I’ve experienced enough madness in my life and work to confidently recognise that its main causal factor is when a significant experience that we know to be real and true is denied by those around us.
When our reality is not witnessed or affirmed it can take us into the realms of insanity. If you said to me each day that the sky was not blue it was brown and if those around remained silent and did nothing to affirm my reality of seeing it was blue, I would eventually become very mad indeed. This process is often experienced by those who have been abused in one way or another. No one witnesses it, those around do not believe it, the perpetrator denies it, then the impact of that over time is madness.

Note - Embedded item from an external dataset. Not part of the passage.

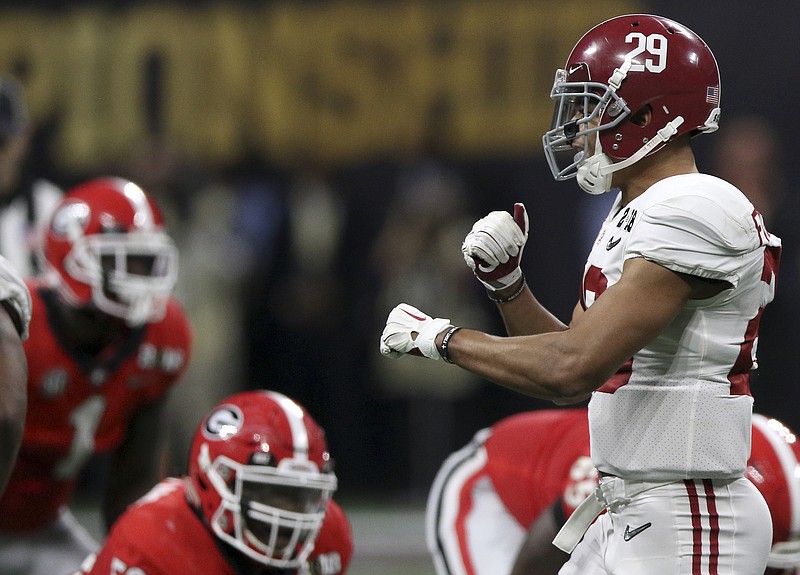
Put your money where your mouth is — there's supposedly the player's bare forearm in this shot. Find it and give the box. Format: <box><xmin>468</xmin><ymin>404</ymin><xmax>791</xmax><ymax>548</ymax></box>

Activists and those who work for truth and justice can also be vulnerable to such damaging levels of denial. If you are saying something that others do not want to hear, if those around you cannot tolerate anything other than their own agenda, if the truth of your message is uncomfortable then, again and again, you will be confronted with the negation of your experience, belief, identity and value.
Whatever our cause, what we all require to keep us sane is a reliable witness, someone who is able to say’ you are right, I hear you and I get it. An effective witness enables us to recognise that when we have been made to feel insane, it is often because we have named something, revealed something that others with to think is unthinkable. These moments, rather than being silenced by self doubt or allowing ourselves to be convinced of insanity, are in fact moments when we can be reminded that madness is in fact very intelligent.
Being witnessed and being a witness for others is a powerful reminder that we are not in this world alone. To experience both is a privilege indeed and often the very light that we all need.